By Rae Hodge–
At the center of the story was the slur heard round the ‘Ville.
A white, university-employed student, with a less-than-private Facebook account, referred to hip hop as “n*****bop” in a status update about artist Kendrick Lamar. Someone took a screenshot.
Spring break or not, online backlash against both the girl and the university was swift and severe. U of L twitter users swarmed the hashtag, lambasting the girl with questions and complaints, calling for immediate action from the university. The girl went on to use the word, and a number of its variations, again and again. The outrage grew, the crowd swelled.
The girl shut down all of her accounts. No official statements were released.
Although listed online as a Student Ambassador to U of L’s campus tutoring program, Resources for Academic Achievement (REACH), Professor Dale Billingsley says that the student had not been employed by REACH since Dec. 2012.
Billingsley is the vice provost over undergraduate affairs at the U of L and over REACH. He says that the student remains employed by the university via a Federal Work Grant, and has been moved to a position in the Office of Enrollment Management.
After a tense waiting period, the campus took action last Wednesday. The U of L Diop Society, members of the Pan-African studies department, the Vice Provost of Diversity and International Affairs, and a number of student leaders partnered with The Cultural Center. They created an event for the Let’s Talk Luncheon Series and invited the public to participate in an open discussion panel about the tweet and the wider use of the n-word at U of L. They called it “The N*****bop Forum”.

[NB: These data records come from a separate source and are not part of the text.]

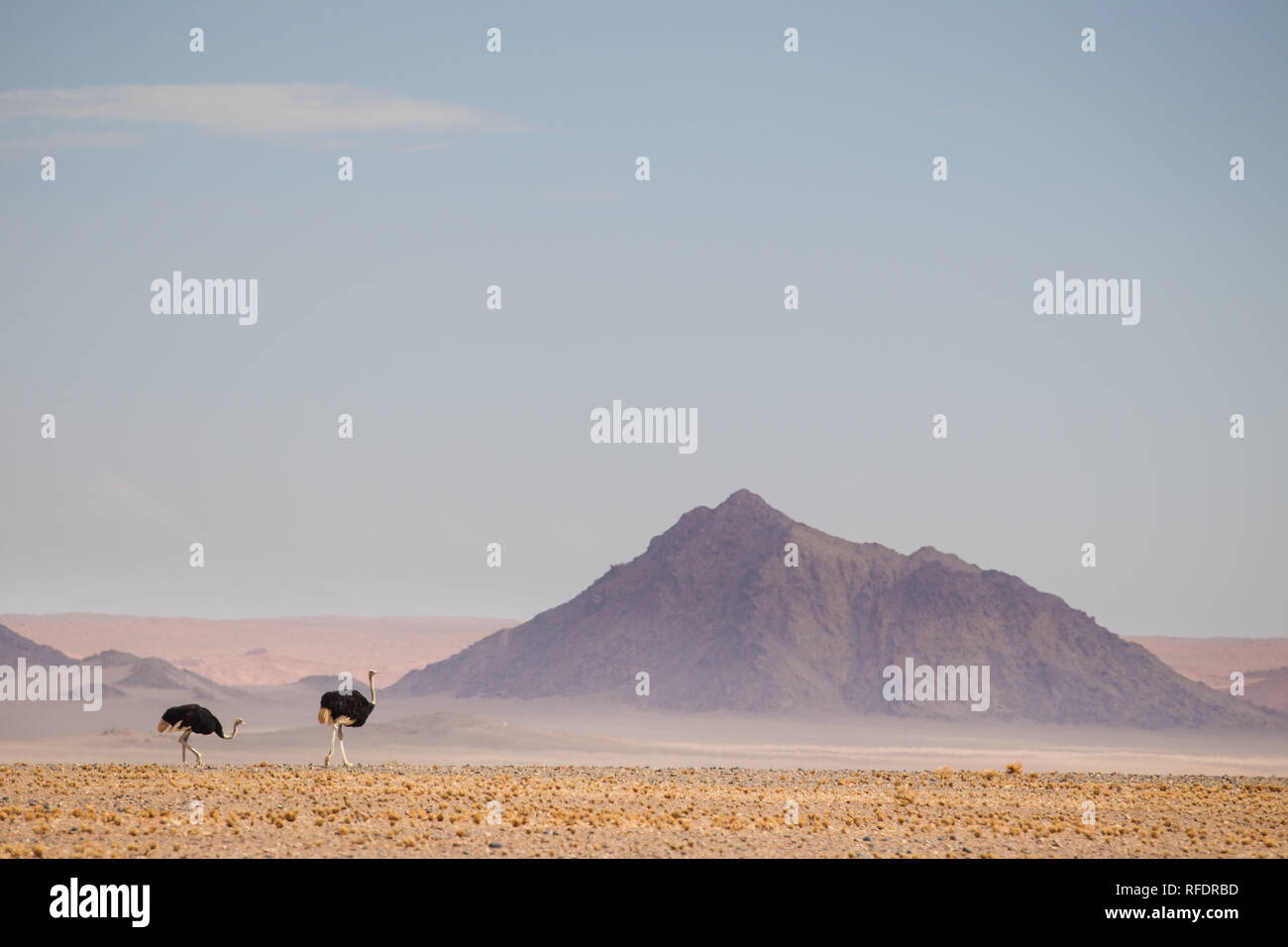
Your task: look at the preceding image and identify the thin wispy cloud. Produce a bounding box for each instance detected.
[0,82,522,138]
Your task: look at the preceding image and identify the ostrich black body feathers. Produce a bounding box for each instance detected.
[318,690,376,727]
[158,703,224,737]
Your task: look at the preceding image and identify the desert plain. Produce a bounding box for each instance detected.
[0,762,1288,858]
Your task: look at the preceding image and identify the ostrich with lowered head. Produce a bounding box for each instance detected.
[158,703,246,767]
[318,670,376,767]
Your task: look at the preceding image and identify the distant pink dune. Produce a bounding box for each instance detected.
[0,613,518,685]
[1127,635,1288,710]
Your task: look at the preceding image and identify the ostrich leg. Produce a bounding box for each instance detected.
[322,724,344,767]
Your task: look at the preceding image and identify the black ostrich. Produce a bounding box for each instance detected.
[158,703,246,766]
[318,670,376,767]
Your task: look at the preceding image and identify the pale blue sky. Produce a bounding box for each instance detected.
[0,3,1288,644]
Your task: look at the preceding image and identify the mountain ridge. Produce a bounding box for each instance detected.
[391,489,1288,728]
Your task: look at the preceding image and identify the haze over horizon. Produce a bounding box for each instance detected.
[0,3,1288,638]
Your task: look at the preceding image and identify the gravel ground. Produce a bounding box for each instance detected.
[0,763,1288,858]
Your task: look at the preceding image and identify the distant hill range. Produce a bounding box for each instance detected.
[1127,635,1288,711]
[0,625,241,702]
[391,489,1288,728]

They chalked the campus sidewalks with advertisements and tweeted the details. Some students received extra credit to attend. There was a sign-in sheet. There was free pizza.

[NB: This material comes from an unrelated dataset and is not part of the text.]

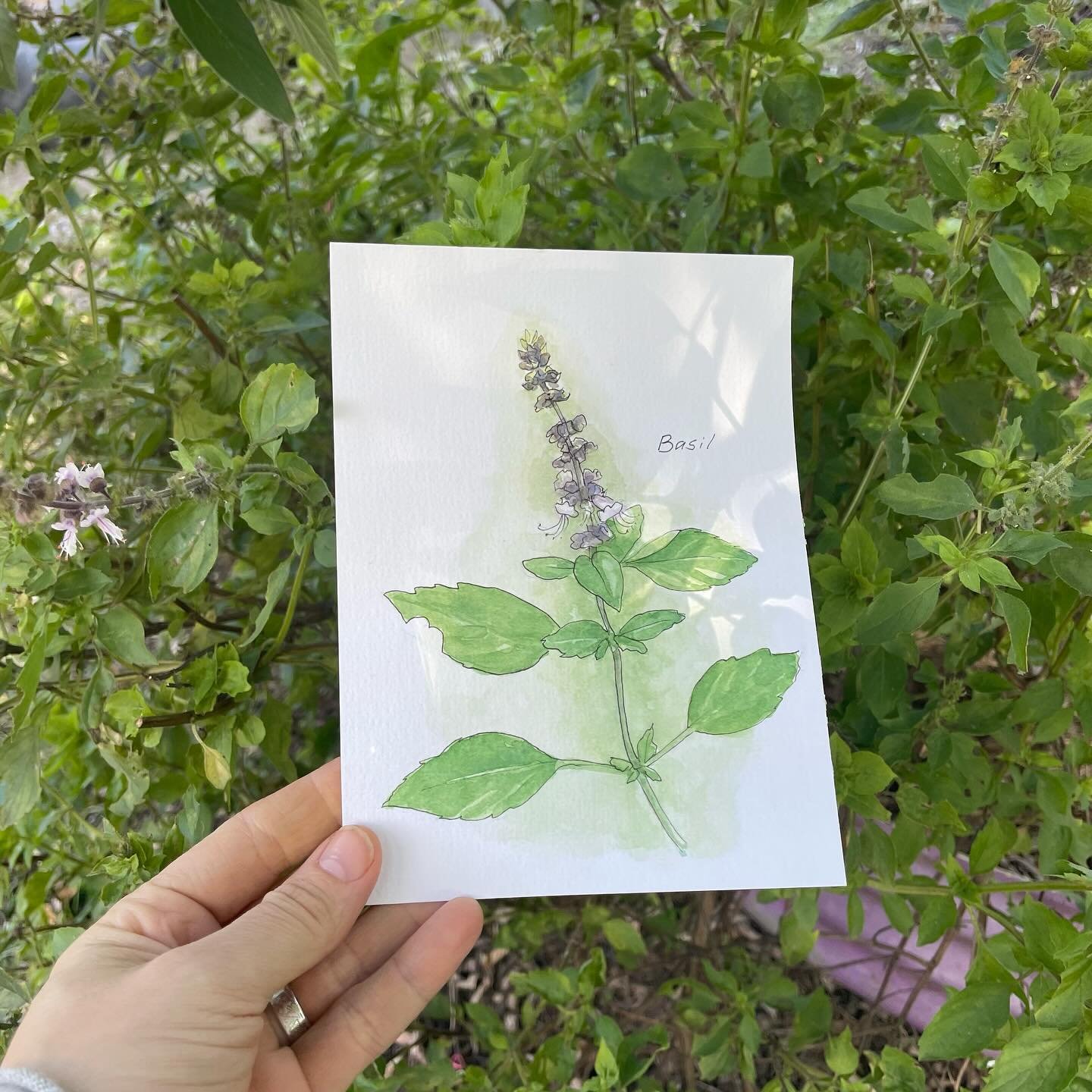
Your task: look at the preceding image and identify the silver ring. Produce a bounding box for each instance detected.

The Louisville Cardinal sent writer Xavier Bleuel to cover the event.
Public event turned internal investigation
When Bleuel arrived and began gathering information, he introduced himself to Vice Provost of Diversity and International Affairs, Dr. Mordean Taylor-Archer. Taylor-Archer told Bleuel that while he was welcome to attend and listen, he was not to report on the events or discussion. Archer-Taylor also told Bleuel that the public discussion forum was an “internal investigation”.
Bleuel, a new writer, exited the forum, reported his experience to his editor, who then relayed it to this reporter. In a follow up interview Taylor-Archer said, “It’s not an investigation, but what we had agreed to when we were putting on the forum was that it would be a discussion among the people who were there and there would be no press coverage. And so that’s why I said that to the student.”
This incident marks the first time that any event of the Let’s Talk Luncheon series has ever attempted to quiet the student press. Taylor–Archer explained how she came to her decision.
“This issue was more volatile than any of the other issues that we’ve had in the past
that we have covered, and it has been spun,” said Taylor-Archer. “Given the volatility of this discussion, I made that decision and so, you know, I stand behind it.”
“The Let’s Talk Luncheon has been (open to student press) and given the nature of this one that it was decided — and I was a part of that decision making — that we did not have press coverage of this event.”
Taylor-Archer continued, “I don’t know how you want to frame this, but I made a decision because it had already spun out of control. So I said that this would be a discussion, and it would not be covered by press, and that’s what I, we, had made that was decided prior to even beginning the discussion. So that’s what I said to the student when he was there.”
When asked who else was part of that decision-making process, Taylor-Archer said, “Well, when we discussed it- it was the- I had discussed it. And well, ultimately, I take the blame. I take the full responsibility for this decision.”
The press is the public
Phillip Bailey, political editor and news writer for Louisville NPR affiliate station, WFPL, was chosen to moderate the discussion.
Taylor-Archer was asked whether she felt that the choice of the panel’s moderator was consistent with her attempt to exclude student press.
“I do hear what you’re saying,” said Taylor-Archer. “And Phillip was in the role of moderating the panel and not reporting on the issues thereof, and that was an agreement that we had that was made with Phillip.”
When called for comment, Bailey said “I wouldn’t have agreed to do a forum if it wasn’t open.”
“I was approached by Deonte Hollowell and I thought it was interesting and worthwhile discussion,”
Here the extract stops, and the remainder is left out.